Die Kraft der Lyrik

Foto: Heidi Bücker

Cyriel Gladines mit Gedichten zur aktuellen Situation

Cyriel Gladines, der belgische Poet, der das WOLL-Magazin mit toller Poesie versorgt, schildert seine Erfahrungen mit der Corona-Pandemie, wie könnte es anders sein, in Form von Gedichten. Auch in Belgien sorgte das Virus für Unsicherheit und Trauer. Der belgische Poet hat zwar kein Gedicht geschrieben, das nur auf die Pandemie ausgerichtet ist oder einen solchen Titel trägt, doch ein bestimmtes Gedicht aus seinem zweiten Gedichtband ist ihm in der Corona-Zeit wieder in den Sinn gekommen.

Die Pandemie bietet uns die Gelegenheit, endlich einmal die Bücher zu lesen, die wir noch lesen wollen, und schürt gleichzeitig das Interesse an Poesie. In seinem Gedicht drückt der Belgier aus, wie Menschen, die eine geliebte Person verlieren, nur feststellen können, dass die Welt sich weiterdreht, während sie erschüttert zurückbleiben und nach Antworten suchen.

Cyriel Gladines hat außerdem ein Gedicht für verstorbene Freunde geschrieben, das in diesen Corona-Zeiten auch denen Trost bieten kann, die jetzt ein Familienmitglied oder einen guten Freund verloren haben.

Keiner wird es wissen

Keiner wird es wissen, wenn du dahingehst. Und
keiner, der stehen bleibt oder sich umwenden
wird. Der Verkehr rast weiter. Die Sonne geht auf,
geht unter, auch ohne dich. Wen kümmert es?

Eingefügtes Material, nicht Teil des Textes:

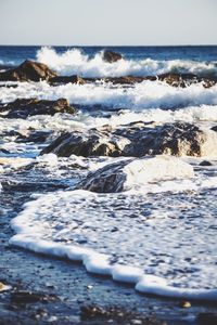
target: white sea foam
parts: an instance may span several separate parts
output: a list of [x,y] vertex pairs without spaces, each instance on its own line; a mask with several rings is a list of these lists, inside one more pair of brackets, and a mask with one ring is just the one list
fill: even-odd
[[217,75],[215,62],[155,61],[151,58],[133,61],[123,58],[111,64],[103,61],[102,52],[89,57],[79,49],[71,49],[61,54],[52,48],[44,47],[37,52],[37,60],[46,63],[61,75],[79,75],[84,77],[148,76],[167,72],[192,73],[202,76]]
[[148,80],[129,88],[111,88],[105,83],[67,83],[53,87],[43,81],[21,82],[16,88],[1,89],[0,101],[5,103],[17,98],[66,98],[72,104],[102,105],[111,108],[176,108],[217,105],[217,86],[205,89],[199,83],[188,88],[175,88],[165,82]]
[[[216,301],[216,281],[210,276],[216,269],[212,253],[214,202],[203,196],[207,207],[203,207],[199,218],[194,211],[199,209],[195,205],[200,205],[200,194],[195,194],[195,199],[193,194],[192,198],[184,195],[184,191],[216,188],[216,180],[210,180],[204,173],[189,181],[149,184],[149,192],[153,188],[153,193],[158,186],[162,194],[157,197],[144,196],[142,191],[95,194],[78,190],[40,195],[25,204],[12,220],[16,235],[10,243],[81,261],[88,272],[135,284],[140,292]],[[164,196],[164,184],[167,191],[178,190],[180,184],[183,194]]]

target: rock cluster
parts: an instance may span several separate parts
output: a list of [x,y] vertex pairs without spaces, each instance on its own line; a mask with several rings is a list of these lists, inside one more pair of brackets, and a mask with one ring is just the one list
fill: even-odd
[[150,182],[192,178],[193,176],[192,166],[171,156],[130,158],[98,169],[77,187],[98,193],[113,193]]
[[217,154],[217,134],[188,122],[154,127],[143,122],[122,128],[90,129],[88,132],[64,133],[42,151],[58,156],[142,157],[169,154],[195,156]]
[[8,104],[0,104],[0,116],[7,118],[26,118],[31,115],[54,115],[56,113],[75,114],[75,112],[76,109],[65,99],[56,101],[17,99]]

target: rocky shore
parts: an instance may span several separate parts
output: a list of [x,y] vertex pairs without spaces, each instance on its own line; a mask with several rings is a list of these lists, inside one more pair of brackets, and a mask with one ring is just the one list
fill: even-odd
[[[122,55],[105,51],[103,60],[108,64],[122,60]],[[144,77],[85,78],[81,76],[60,76],[47,65],[25,61],[13,69],[0,73],[1,87],[15,82],[47,81],[51,86],[66,83],[92,84],[111,83],[112,87],[133,86],[143,81],[166,82],[168,87],[188,88],[201,83],[203,87],[216,86],[215,78],[201,78],[194,74],[167,73]],[[4,83],[5,82],[5,83]],[[54,116],[55,114],[75,116],[78,105],[66,99],[39,100],[18,98],[0,103],[1,119],[22,119],[34,116]],[[79,113],[82,114],[82,113]],[[43,155],[54,154],[61,158],[72,155],[84,158],[123,157],[124,160],[111,162],[105,167],[88,172],[84,167],[84,178],[74,188],[95,193],[117,193],[129,190],[133,180],[149,182],[149,164],[155,164],[155,179],[162,179],[157,168],[166,164],[171,179],[192,178],[192,166],[179,157],[217,156],[216,126],[204,128],[189,121],[156,122],[155,120],[125,123],[117,127],[102,127],[84,130],[52,132],[44,129],[28,128],[25,131],[3,131],[3,140],[13,143],[31,144]],[[1,142],[0,142],[1,144]],[[0,147],[0,168],[13,159],[11,152]],[[159,161],[161,160],[161,161]],[[12,162],[13,165],[13,162]],[[177,166],[176,176],[173,174]],[[212,166],[203,160],[200,166]],[[71,166],[69,173],[82,166]],[[1,170],[0,170],[1,171]],[[33,177],[33,172],[34,177]],[[138,172],[138,173],[137,173]],[[67,171],[66,171],[67,174]],[[130,181],[129,181],[130,179]],[[166,180],[169,180],[168,172]],[[130,285],[117,285],[106,276],[87,274],[79,263],[64,259],[53,259],[35,255],[13,246],[9,239],[13,235],[11,220],[22,210],[23,204],[33,199],[31,195],[68,188],[56,174],[49,174],[46,168],[37,169],[37,161],[30,161],[3,173],[0,202],[0,324],[141,324],[141,325],[214,325],[217,322],[216,304],[200,303],[182,299],[158,299],[135,292]],[[71,185],[72,186],[72,185]]]

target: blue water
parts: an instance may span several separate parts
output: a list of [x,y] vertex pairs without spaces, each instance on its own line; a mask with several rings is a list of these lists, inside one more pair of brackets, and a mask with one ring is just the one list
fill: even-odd
[[[18,65],[24,60],[36,60],[36,53],[41,47],[0,47],[0,65]],[[102,47],[53,47],[58,53],[68,49],[80,49],[90,57]],[[126,58],[141,60],[192,60],[200,62],[217,61],[217,46],[201,47],[108,47],[107,50],[117,51]]]

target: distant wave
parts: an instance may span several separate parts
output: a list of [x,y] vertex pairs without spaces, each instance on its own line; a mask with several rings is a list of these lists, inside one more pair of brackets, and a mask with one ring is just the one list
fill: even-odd
[[90,57],[78,49],[67,50],[60,54],[52,48],[43,47],[37,52],[37,61],[49,65],[50,68],[61,75],[79,75],[82,77],[148,76],[168,72],[217,77],[217,62],[123,58],[111,64],[103,61],[102,54],[101,51]]
[[67,99],[77,105],[102,105],[110,108],[177,108],[217,105],[217,86],[205,89],[201,83],[175,88],[161,81],[143,81],[130,88],[111,88],[106,83],[63,84],[52,87],[42,82],[20,82],[17,88],[4,88],[1,102],[16,98]]

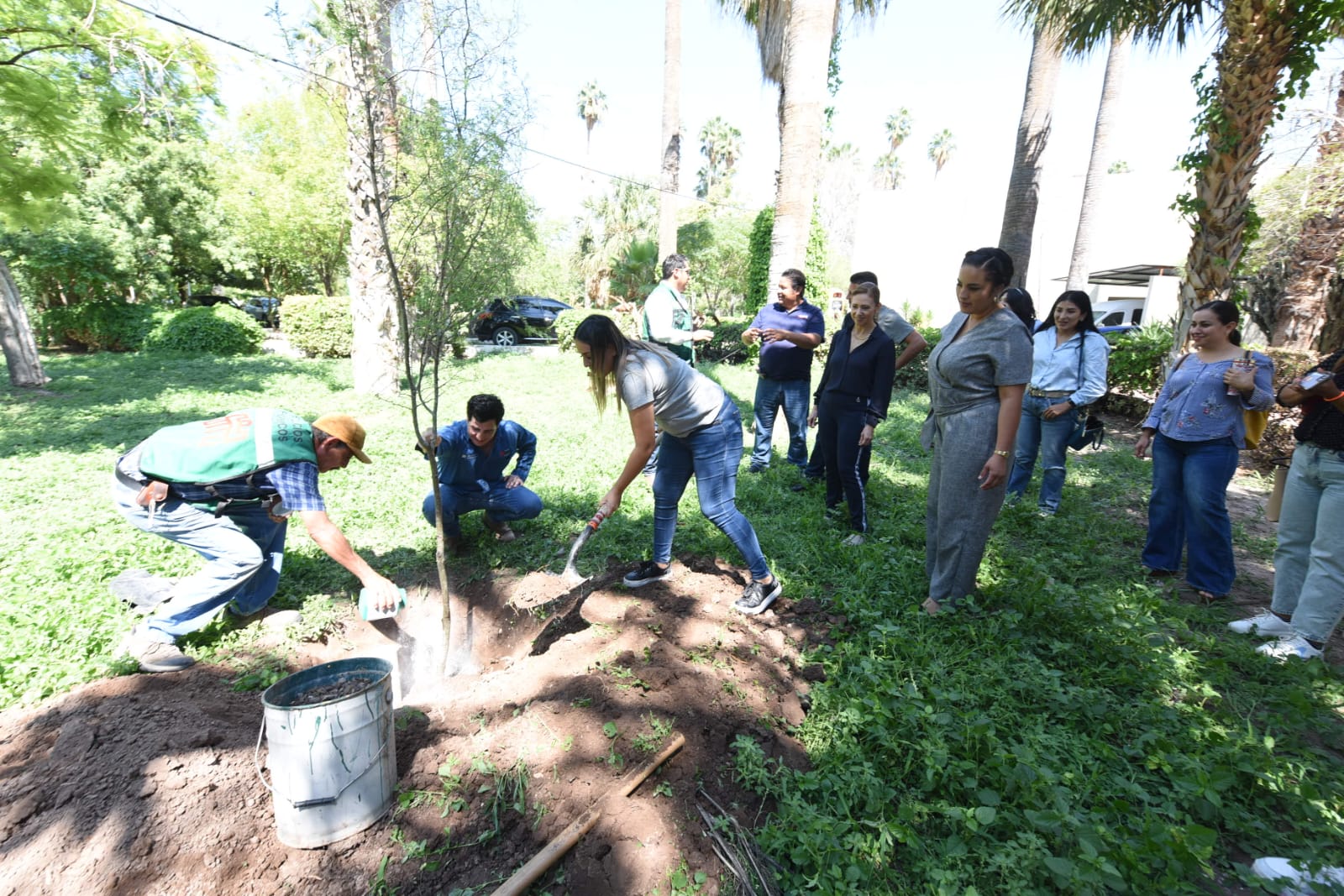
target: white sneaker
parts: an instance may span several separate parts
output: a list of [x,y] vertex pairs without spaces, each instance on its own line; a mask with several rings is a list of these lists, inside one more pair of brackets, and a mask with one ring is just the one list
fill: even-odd
[[1279,896],[1314,896],[1312,884],[1344,887],[1344,868],[1322,868],[1316,875],[1297,870],[1286,858],[1257,858],[1251,873],[1265,880],[1288,884],[1278,891]]
[[1250,619],[1236,619],[1228,622],[1227,627],[1236,634],[1255,634],[1262,638],[1278,638],[1293,634],[1293,623],[1284,622],[1269,610],[1261,610]]
[[1321,657],[1321,652],[1313,647],[1312,643],[1300,634],[1262,643],[1255,647],[1255,653],[1263,653],[1266,657],[1274,657],[1279,662],[1284,660],[1318,660]]

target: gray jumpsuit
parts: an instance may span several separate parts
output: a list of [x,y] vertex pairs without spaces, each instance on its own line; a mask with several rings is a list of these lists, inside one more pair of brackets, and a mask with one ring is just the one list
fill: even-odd
[[999,387],[1031,380],[1031,337],[1008,309],[957,337],[958,312],[929,356],[931,408],[921,431],[933,451],[925,521],[929,596],[956,603],[976,590],[989,531],[1003,506],[1007,478],[981,489],[976,478],[999,435]]

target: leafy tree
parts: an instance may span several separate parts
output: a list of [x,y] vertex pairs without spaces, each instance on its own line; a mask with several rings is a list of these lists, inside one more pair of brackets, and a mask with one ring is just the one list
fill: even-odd
[[957,144],[952,138],[952,132],[943,128],[929,141],[929,161],[933,163],[933,176],[937,177],[942,167],[952,160],[952,153],[957,150]]
[[609,192],[583,200],[583,215],[575,222],[577,261],[587,304],[606,302],[612,265],[632,242],[653,236],[657,214],[656,193],[632,179],[613,181]]
[[[146,126],[191,128],[214,97],[204,51],[93,0],[0,0],[0,228],[39,227],[81,163]],[[47,382],[0,258],[0,347],[13,386]]]
[[677,231],[677,247],[695,265],[695,290],[703,296],[704,308],[737,313],[750,231],[749,216],[724,214],[706,215]]
[[902,106],[895,111],[895,114],[887,116],[887,144],[891,146],[891,153],[900,149],[900,144],[906,141],[910,132],[914,129],[914,117],[910,110]]
[[637,239],[612,266],[612,287],[626,301],[641,302],[661,279],[660,273],[659,244],[652,239]]
[[[1152,44],[1187,35],[1206,15],[1216,16],[1222,43],[1212,70],[1200,70],[1202,111],[1195,137],[1202,146],[1183,165],[1193,193],[1177,200],[1193,239],[1185,259],[1181,316],[1175,345],[1184,343],[1193,309],[1226,298],[1245,250],[1250,191],[1270,124],[1300,95],[1316,71],[1317,51],[1344,26],[1339,0],[1009,0],[1008,9],[1059,28],[1071,52],[1086,52],[1111,34],[1133,31]],[[1210,77],[1211,74],[1211,77]]]
[[895,189],[906,179],[906,172],[900,168],[900,160],[895,152],[886,152],[878,156],[872,165],[872,183],[878,189]]
[[579,89],[578,105],[579,118],[583,120],[583,125],[587,128],[587,144],[585,145],[585,152],[591,156],[593,129],[597,126],[597,122],[602,121],[602,116],[606,114],[606,94],[602,93],[595,81],[590,81]]
[[316,91],[242,110],[220,164],[220,207],[266,293],[335,294],[345,267],[344,116]]
[[710,197],[711,192],[727,196],[732,192],[734,165],[742,154],[742,132],[715,116],[700,128],[700,154],[704,167],[698,172],[695,195]]

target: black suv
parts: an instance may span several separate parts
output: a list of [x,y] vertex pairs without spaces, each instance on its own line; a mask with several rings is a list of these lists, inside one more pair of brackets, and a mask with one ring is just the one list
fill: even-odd
[[472,336],[496,345],[519,345],[523,340],[555,340],[555,316],[571,306],[540,296],[496,298],[476,314]]

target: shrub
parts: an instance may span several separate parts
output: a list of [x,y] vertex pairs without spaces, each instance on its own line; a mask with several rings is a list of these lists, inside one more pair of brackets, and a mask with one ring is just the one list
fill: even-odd
[[1172,351],[1172,329],[1153,324],[1111,339],[1106,380],[1111,392],[1153,399],[1163,387],[1163,367]]
[[[937,326],[918,326],[917,329],[925,337],[925,341],[929,343],[929,348],[915,355],[913,361],[896,371],[895,388],[926,392],[929,390],[929,355],[933,353],[938,340],[942,339],[942,330]],[[900,355],[899,345],[896,345],[896,355]]]
[[120,300],[48,308],[42,329],[50,339],[93,352],[133,352],[155,328],[155,309]]
[[257,355],[266,333],[233,305],[184,308],[155,326],[141,348],[195,355]]
[[310,357],[349,357],[355,343],[347,296],[286,296],[280,328]]
[[720,320],[714,328],[714,339],[695,347],[696,360],[714,364],[751,364],[761,356],[761,343],[742,344],[742,330],[751,325],[750,320]]
[[621,328],[626,339],[642,339],[640,334],[640,313],[634,312],[628,314],[624,312],[609,312],[598,308],[571,308],[567,312],[560,312],[555,316],[555,337],[559,341],[562,352],[567,352],[574,348],[574,330],[578,329],[579,324],[589,314],[601,314],[602,317],[610,317],[616,321],[616,325]]

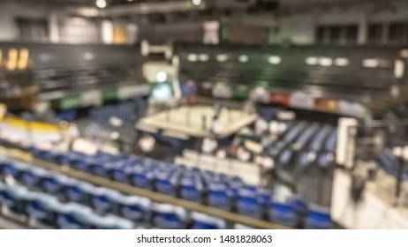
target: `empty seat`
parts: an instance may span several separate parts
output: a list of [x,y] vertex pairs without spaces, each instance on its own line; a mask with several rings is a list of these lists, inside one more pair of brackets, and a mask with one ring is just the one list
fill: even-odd
[[273,191],[264,188],[257,188],[257,198],[264,208],[268,208],[273,202]]
[[33,193],[26,205],[26,212],[35,223],[52,227],[56,224],[54,211],[61,209],[57,198],[47,194]]
[[171,173],[169,173],[169,171],[159,171],[155,176],[155,186],[157,191],[173,197],[178,195],[178,176],[176,175],[172,175]]
[[230,191],[223,183],[211,183],[208,186],[208,205],[226,211],[232,209]]
[[189,201],[202,203],[203,186],[201,183],[192,177],[184,177],[180,181],[180,196]]
[[19,170],[17,168],[17,167],[14,165],[13,162],[11,161],[3,161],[1,165],[1,172],[3,176],[12,176],[16,177]]
[[94,190],[91,183],[74,181],[65,185],[65,197],[69,201],[89,206],[90,195]]
[[89,217],[91,228],[94,229],[132,229],[134,224],[125,219],[118,218],[114,215],[92,215]]
[[91,193],[91,206],[98,213],[111,213],[115,211],[115,198],[120,193],[105,188],[95,188]]
[[151,201],[145,198],[122,196],[117,200],[118,214],[138,222],[147,222],[151,215]]
[[207,214],[193,212],[191,214],[193,229],[224,229],[225,221]]
[[131,173],[131,182],[135,186],[146,189],[154,189],[154,176],[153,171],[147,168],[138,166],[133,168]]
[[26,198],[29,191],[21,186],[6,186],[0,191],[0,204],[17,214],[26,213]]
[[315,151],[315,152],[321,151],[324,147],[326,139],[328,138],[329,135],[331,133],[332,130],[333,128],[329,124],[324,125],[324,127],[317,132],[314,138],[310,143],[309,149]]
[[251,190],[240,189],[237,200],[237,212],[239,214],[261,219],[262,207],[257,200],[257,195]]
[[26,186],[30,188],[35,188],[40,186],[42,182],[42,178],[46,176],[48,171],[32,167],[29,169],[25,169],[21,171],[20,181]]
[[166,204],[155,204],[154,210],[155,227],[163,229],[185,228],[187,213],[184,208]]
[[269,220],[275,223],[295,228],[298,223],[298,215],[290,204],[274,202],[269,209]]
[[65,176],[57,173],[49,173],[42,179],[42,188],[45,192],[57,195],[64,191],[65,183],[69,183],[70,180],[71,178]]
[[133,170],[131,167],[117,166],[111,170],[111,178],[115,181],[121,182],[124,183],[131,183],[131,174]]
[[307,229],[331,229],[329,209],[326,207],[312,206],[305,221],[305,227]]
[[87,206],[74,203],[64,205],[57,215],[57,226],[62,229],[83,229],[89,228],[94,213]]

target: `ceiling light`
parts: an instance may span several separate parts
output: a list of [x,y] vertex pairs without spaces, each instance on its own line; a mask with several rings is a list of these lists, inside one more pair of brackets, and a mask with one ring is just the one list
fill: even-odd
[[192,0],[192,2],[193,2],[193,4],[196,6],[201,4],[201,0]]
[[107,5],[106,0],[96,0],[95,5],[96,5],[96,7],[98,7],[98,8],[103,9],[103,8],[105,8],[106,5]]
[[165,82],[167,80],[167,74],[164,71],[159,71],[155,76],[157,82]]

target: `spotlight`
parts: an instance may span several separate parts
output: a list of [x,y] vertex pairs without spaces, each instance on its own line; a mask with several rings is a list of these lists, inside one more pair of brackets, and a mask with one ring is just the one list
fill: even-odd
[[152,136],[144,136],[139,140],[139,147],[145,153],[150,153],[155,149],[155,139]]
[[237,151],[237,156],[241,161],[248,161],[251,159],[251,153],[240,146]]
[[192,0],[192,2],[193,2],[193,4],[196,6],[201,4],[201,0]]
[[201,151],[205,153],[213,153],[217,146],[218,144],[216,140],[209,138],[205,138],[201,145]]
[[96,0],[95,5],[96,5],[96,7],[98,7],[98,8],[103,9],[103,8],[105,8],[106,5],[107,5],[106,0]]

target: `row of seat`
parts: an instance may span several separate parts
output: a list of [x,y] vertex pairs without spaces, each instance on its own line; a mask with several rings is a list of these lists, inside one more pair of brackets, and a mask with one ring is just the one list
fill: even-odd
[[[225,228],[225,221],[148,198],[126,196],[21,162],[3,161],[1,175],[19,184],[0,190],[0,204],[61,228]],[[29,190],[22,187],[26,186]],[[52,195],[52,196],[50,196]],[[65,203],[63,203],[65,202]]]
[[110,124],[112,117],[119,119],[121,125],[132,127],[136,116],[144,116],[147,108],[146,101],[125,101],[92,109],[90,117],[100,124]]
[[238,177],[186,168],[142,157],[120,158],[102,153],[89,156],[41,150],[34,150],[34,153],[40,158],[99,176],[190,201],[207,203],[243,215],[268,219],[289,227],[296,227],[302,221],[291,202],[276,202],[271,191],[249,186]]
[[[399,161],[390,149],[386,149],[377,157],[377,163],[388,174],[394,176],[397,176]],[[408,179],[408,168],[405,167],[402,170],[402,178]]]
[[252,185],[261,185],[266,168],[253,162],[245,162],[237,159],[218,158],[212,154],[200,153],[194,150],[185,149],[182,155],[174,159],[177,165],[192,169],[199,168],[215,174],[225,174],[242,179]]

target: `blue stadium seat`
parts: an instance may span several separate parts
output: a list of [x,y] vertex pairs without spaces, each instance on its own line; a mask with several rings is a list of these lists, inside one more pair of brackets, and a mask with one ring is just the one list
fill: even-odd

Dann hört das Wallen des Blutes auf. Und auch
das Jagen der Gedanken durch den Kopf wird sich
allmählich verzögern. Alles bleibt stehen wie in einer
alten Uhr, erahnt, aber doch mit einem Schlag.

Man trägt dich weg. Ich schaue dir nach. Wer wird
es sehen? Oder du liegst sehr still und hältst zu lange
den Atem an. Bin ich dann noch da, der auf dich
wartet oder du auf mich? Wer weiß das schon?

Außer mir, außer dir. Wer wird bei mir, bei dir
um den Hals einen Arm legen? Und wer
wird auf unseren Mund noch einen Kuss drücken?
Einer soll doch bleiben, der uns die Augen schließt.

In uns bleibst du lebendig

So wie an frostigen Tagen, kaum durch Kälte berührt,
Kastanien geräuschlos aus der Fruchthülle brechen und noch
nestwarm den Halt verlieren, ehe sie herunterfallen, so glittest du
zu früh aus unseren Händen und ließt du uns verwaist zurück.

Wieviel liebtest du das Leben und die Leute um dich herum.
Bis heimtückisch ein viel zu früher Winter uns befiel.
Still ist das Haus und schwach die Stimmen, die dort summten,
aber die warme Erinnerung an dich hält sie lebendig.

Jetzt, wo du nach deiner letzten Reise angekommen bist,
wo Jahreszeiten dich nicht länger berühren und kein Wort
die Stille noch stört, sprichst du durch unseren Mund,
ehe wir Worte finden. Nie geben wir dich auf.

Obwohl wir deine Stimme nicht mehr hören können, nicht länger
einen Arm um deinen Hals hinlegen können, spüren wir,
dass du begreifst, was wir dir sagen wollen: wie du für immer
in uns weiter lebst und wie stark dein Herzschlag in uns weiter pocht.